Ali Amiri, a professor, writes: “The sorrows and joys of a generation live in the voice of Dawood Sarkhosh. He has sung of war and exile, displacement and suffering, hope and love and the dreams of a people – and now, each of us, in one way or another, finds ourselves in his voice.”
Sarkhosh was born in central Afghanistan, in a region many Hazaras call Hazaristan. When he was just 12, war shattered his world. In a single wave of violence, he lost 23 members of his family, including his older brother, Sarwar Sarkhosh – himself a powerful and iconic musical influence.
In 1983, he fled to Quetta, Pakistan. Years later, in 1999, he moved again – this time to Europe, eventually settling in Vienna, Austria. From exile, he built a career that crossed borders. He toured the United States, Canada, Australia, Iran, Russia, and much of Europe. He released eight official albums, along with countless live recordings that circulate among listeners.
Sarkhosh belongs to the Hazara community, a people who have endured generations of persecution and violence in Afghanistan. In the 1990s, during one of the country’s most brutal periods, his songs did something rare: they gave language to pain and turned it into strength. These “revolutionary songs,” as many Hazaras call them, spoke of resistance, dignity, and survival.
During the civil war, Hazara fighters are said to have played his music on the front lines, drawing courage from his voice. As noted in the book “Let Me Breathe” by Aziz Royesh, Dawood’s songs were not just art – they were a source of motivation, even protection. Over time, this transformed Sarkhosh into more than a performer. For many, he became the “voice of a people.”
And yet, his music did not remain in one place. Over nearly four decades, it has evolved. His later work leans toward mainstream and pop, reaching audiences far beyond the Hazara community. Today, he is widely known among Persian-speaking listeners, including in Iran, where his voice carries both familiarity and depth.

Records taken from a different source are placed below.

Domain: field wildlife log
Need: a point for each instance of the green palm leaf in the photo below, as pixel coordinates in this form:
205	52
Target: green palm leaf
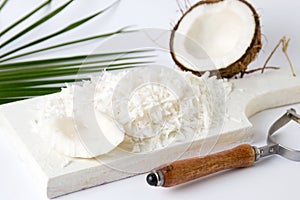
3	4
21	80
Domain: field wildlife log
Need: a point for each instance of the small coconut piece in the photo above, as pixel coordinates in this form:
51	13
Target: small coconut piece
220	36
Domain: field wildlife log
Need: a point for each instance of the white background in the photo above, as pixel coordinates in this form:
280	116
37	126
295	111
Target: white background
272	178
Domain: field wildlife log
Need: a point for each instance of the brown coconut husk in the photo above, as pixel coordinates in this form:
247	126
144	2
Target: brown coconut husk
239	66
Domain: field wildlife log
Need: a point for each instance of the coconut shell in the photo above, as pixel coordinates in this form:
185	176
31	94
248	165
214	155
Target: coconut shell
239	66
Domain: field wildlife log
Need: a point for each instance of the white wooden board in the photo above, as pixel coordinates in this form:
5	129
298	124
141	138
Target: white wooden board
59	175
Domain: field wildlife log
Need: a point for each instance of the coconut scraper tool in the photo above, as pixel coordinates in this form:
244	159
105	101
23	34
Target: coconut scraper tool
243	155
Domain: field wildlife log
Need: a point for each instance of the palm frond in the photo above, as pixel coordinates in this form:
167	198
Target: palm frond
3	4
123	30
26	79
36	24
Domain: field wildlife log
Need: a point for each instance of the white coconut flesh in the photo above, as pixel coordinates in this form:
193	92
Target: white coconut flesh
77	125
214	33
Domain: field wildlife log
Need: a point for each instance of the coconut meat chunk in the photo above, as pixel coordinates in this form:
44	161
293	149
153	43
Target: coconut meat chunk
222	32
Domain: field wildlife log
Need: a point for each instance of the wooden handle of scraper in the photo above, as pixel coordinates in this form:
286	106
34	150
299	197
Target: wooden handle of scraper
189	169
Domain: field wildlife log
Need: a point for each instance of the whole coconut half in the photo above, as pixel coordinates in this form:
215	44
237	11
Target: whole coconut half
225	31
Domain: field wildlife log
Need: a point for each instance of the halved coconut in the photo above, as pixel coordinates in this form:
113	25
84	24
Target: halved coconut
220	36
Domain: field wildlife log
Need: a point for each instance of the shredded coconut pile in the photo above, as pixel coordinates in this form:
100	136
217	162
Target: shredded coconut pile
154	108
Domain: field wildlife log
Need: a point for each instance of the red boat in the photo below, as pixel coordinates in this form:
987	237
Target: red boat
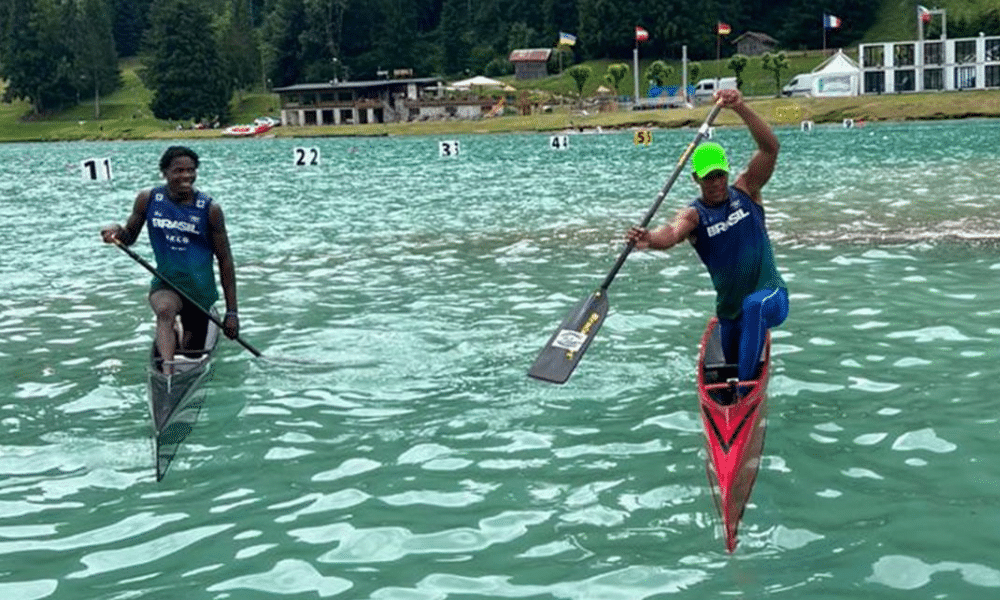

Kazim Ehsan, a journalist, after quoting one of Dawood’s lyrics, writes: “The power of Dawood Sarkhosh’s music lies in its refusal to hide behind abstraction, complexity, or heavy symbolism – and in its quiet avoidance of slogans. Instead, with striking simplicity and clarity, he lays bare a wound that has remained open for centuries. Listening to his songs, one is reminded of those moments when, after each attack and repression of the Hazara people, many of our own compatriots respond not with empathy, but with a troubling sense of celebration.”

Facebook
For me, his music has always been something closer than admiration. I have lived with his songs for as long as I can remember. They are woven into my childhood memories, into quiet moments of reflection, and into the gradual shaping of my identity – especially during the years I spent in Quetta, Pakistan. As a Hazara, his voice helped me understand where I come from – and, in some ways, who I am. Even now, when I listen to one of his songs, time loosens its grip. Hours pass without notice. The music does not just fill the room; it fills something within me.

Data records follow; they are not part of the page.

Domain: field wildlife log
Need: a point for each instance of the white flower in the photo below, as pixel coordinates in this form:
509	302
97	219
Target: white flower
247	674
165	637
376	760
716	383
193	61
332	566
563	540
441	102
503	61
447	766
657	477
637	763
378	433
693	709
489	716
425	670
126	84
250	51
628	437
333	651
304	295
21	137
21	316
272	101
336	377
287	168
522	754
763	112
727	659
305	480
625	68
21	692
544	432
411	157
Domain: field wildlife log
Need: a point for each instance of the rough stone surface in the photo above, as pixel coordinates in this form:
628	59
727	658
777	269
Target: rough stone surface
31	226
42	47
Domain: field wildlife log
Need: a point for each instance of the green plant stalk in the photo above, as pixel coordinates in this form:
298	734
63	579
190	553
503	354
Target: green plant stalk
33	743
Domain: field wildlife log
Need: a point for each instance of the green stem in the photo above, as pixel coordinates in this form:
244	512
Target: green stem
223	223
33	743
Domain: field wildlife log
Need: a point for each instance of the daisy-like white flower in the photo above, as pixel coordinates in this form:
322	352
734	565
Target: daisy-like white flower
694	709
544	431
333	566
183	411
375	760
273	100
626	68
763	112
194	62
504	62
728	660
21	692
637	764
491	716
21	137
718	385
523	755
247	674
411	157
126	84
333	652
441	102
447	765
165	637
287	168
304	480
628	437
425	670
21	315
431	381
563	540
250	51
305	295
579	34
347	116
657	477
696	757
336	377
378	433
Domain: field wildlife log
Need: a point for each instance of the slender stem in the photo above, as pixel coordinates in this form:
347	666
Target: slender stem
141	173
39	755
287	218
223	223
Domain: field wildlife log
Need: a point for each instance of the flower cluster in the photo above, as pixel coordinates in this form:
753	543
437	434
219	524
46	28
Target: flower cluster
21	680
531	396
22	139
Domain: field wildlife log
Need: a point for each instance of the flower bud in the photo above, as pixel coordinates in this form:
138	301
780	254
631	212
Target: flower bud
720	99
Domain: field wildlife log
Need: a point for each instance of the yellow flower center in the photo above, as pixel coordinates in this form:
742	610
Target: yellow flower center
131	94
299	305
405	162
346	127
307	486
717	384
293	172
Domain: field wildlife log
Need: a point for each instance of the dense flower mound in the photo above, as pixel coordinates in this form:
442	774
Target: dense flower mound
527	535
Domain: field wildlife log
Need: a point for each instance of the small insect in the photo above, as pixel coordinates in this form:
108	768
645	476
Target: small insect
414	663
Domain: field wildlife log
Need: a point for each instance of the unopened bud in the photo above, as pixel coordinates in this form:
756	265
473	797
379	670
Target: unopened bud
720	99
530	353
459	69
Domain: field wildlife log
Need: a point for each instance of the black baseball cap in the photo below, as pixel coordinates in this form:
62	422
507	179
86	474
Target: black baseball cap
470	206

That is why this birthday felt different. People were not simply marking another year of his life – especially a difficult one. They were acknowledging what his life has meant to theirs. In post after post, the message echoed, even when the words changed: your voice has been our shelter; your songs have been our memory.
And perhaps that is the quiet power of artists like Dawood Sarkhosh. They do more than entertain. They gather scattered pieces of identity, belonging, and resistance – and shape them into something we can carry. Around April 26, that voice returned, louder than ever.